Dartmouth’s Melody Brown Burkins, Ph.D., Associate Director for Programs and Research at the Dickey Center for International Understanding, welcomed workshop participants and spoke about how the Arctic offered opportunities for increased scientific collaboration and student mobility as well as engagement in global issues of policy and diplomacy.
“The meeting was about capacity building for future Arctic leaders and students who recognize the Arctic as an incredibly important place to study, and to incorporate the Arctic into their work in education, research, outreach and community engagement,” explains Burkins, who is an adjunct professor in Environmental Studies with expertise in science policy and diplomacy. “We were honored to have so many participants from indigenous Arctic groups joining our AIEA session, creating a space for thoughtful dialog about the importance of traditional knowledge, cultural identity, and community voice in the design and practice of Arctic research, education, and decision-making.”
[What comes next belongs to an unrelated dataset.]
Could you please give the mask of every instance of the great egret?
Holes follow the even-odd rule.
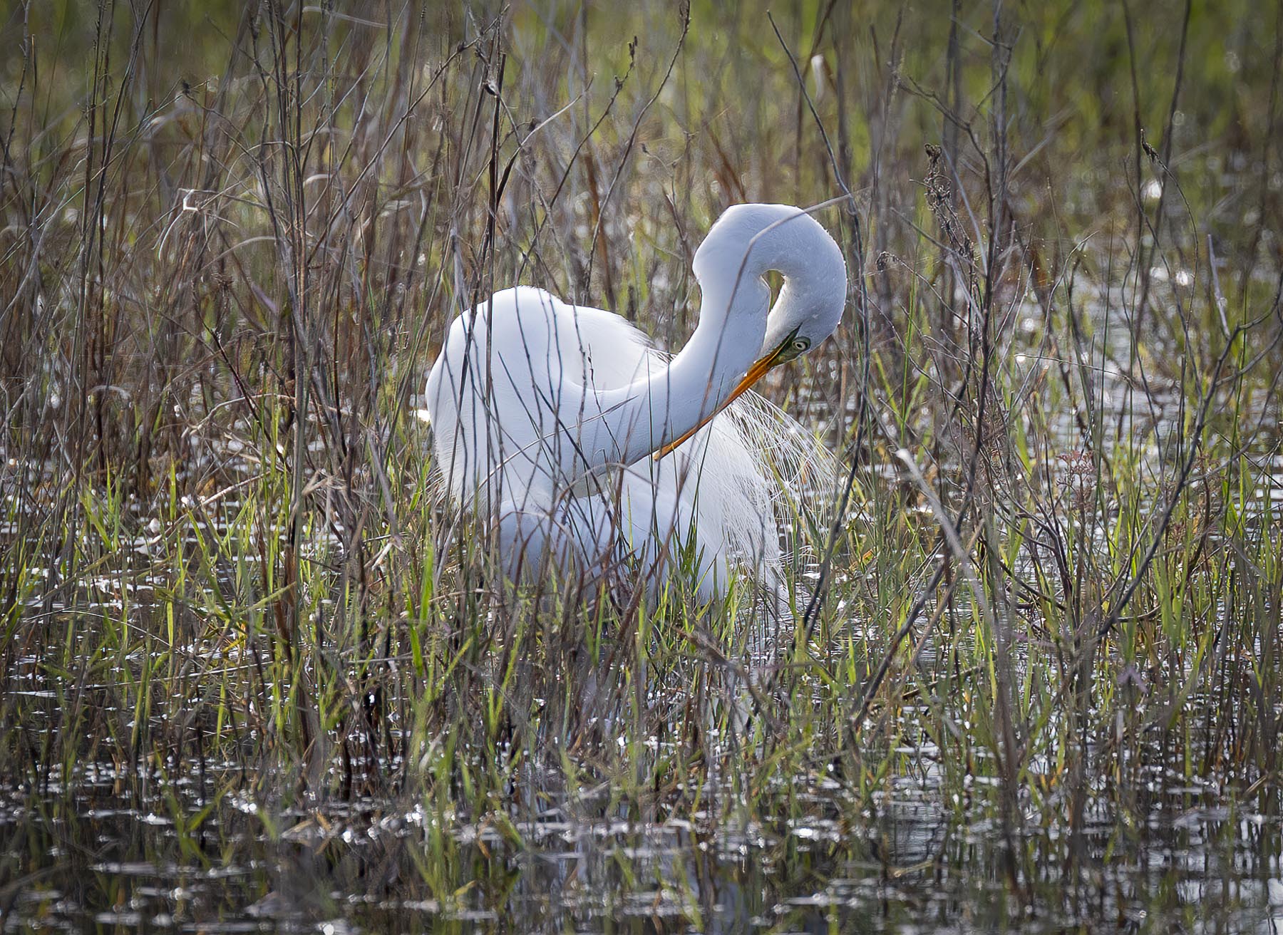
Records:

Burkins’ talk, “Arctic Science Policy and Diplomacy” highlighted the opportunity to educate a next generation of skilled “science diplomats” for our sustainable Arctic future. She also noted the importance of the University of the Arctic (UArctic), a cooperative network of universities, colleges, research institutions and others, as a vehicle for increased student and faculty engagement on Arctic issues. Burkins also mentioned the work of Dartmouth and the University of Alaska Fairbanks in founding the UArctic Institute for Arctic Policy in 2008 to convene discussions on international issues of critical importance to the Arctic, including shipping, security, sustainable fisheries, and human health.
Ross Virginia, Ph.D., Myers Family Professor of Environmental Science, and Director of the Institute of Arctic Studies at the Dickey Center for International Understanding at Dartmouth, and Michael Sfraga, Ph.D., Affiliate Professor at the University of Alaska Fairbanks and Director of the Polar Initiative at the Woodrow Wilson Center in Washington, DC, presented the many accomplishments of the 2015-2017 Fulbright Arctic Initiative.
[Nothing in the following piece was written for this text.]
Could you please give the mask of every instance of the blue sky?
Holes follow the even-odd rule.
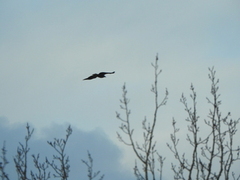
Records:
[[[120,122],[115,111],[120,111],[121,87],[126,83],[133,126],[141,128],[144,116],[151,119],[151,62],[158,53],[163,69],[160,93],[168,88],[170,96],[160,110],[157,136],[162,137],[162,154],[171,161],[165,148],[171,120],[184,122],[179,99],[183,92],[190,93],[191,83],[198,93],[200,116],[207,116],[208,67],[214,66],[220,78],[223,111],[239,117],[239,9],[237,0],[0,1],[1,125],[17,133],[29,122],[35,128],[34,142],[57,137],[59,129],[64,135],[68,124],[74,134],[96,141],[96,134],[104,134],[99,136],[116,149],[116,173],[126,171],[130,177],[134,156],[116,138]],[[116,73],[82,81],[101,71]],[[86,157],[87,149],[95,147],[89,145],[79,157]],[[101,150],[99,154],[105,151]],[[170,172],[169,164],[165,168]]]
“We built a team that could come together and address multidisciplinary problems,” said Virginia, Co-Lead Scholar of the Fulbright Arctic Initiative with Sfraga. “We wanted a program with impact that informed the public about the Arctic and the challenges and policy decisions that might emanate from this research.”
The Fulbright Arctic Initiative was a major outcome of the US Arctic Council Chairmanship. It engaged 17 Arctic scholars from eight nations and 12 disciplines in policy-relevant research.
Virginia confirmed that the Fulbright Arctic Initiative has been approved for another two-years, with Virginia and Sfraga serving as Co-Lead Scholars. “This is an important time for the Arctic and engaging in research that’s relevant to policy, and to educate the US public about the Arctic,” said Virginia. FAI II will formally launch later in the summer of 2017 when they will begin accepting applications.
Week of the Arctic events culminated on Thursday in the handover of the ceremonial Arctic Council gavel from Secretary of State Rex Tillerson to Finland’s Minister of Foreign Affairs, Timo Soini, marking the beginning of Finland’s two-year chairmanship of the Council.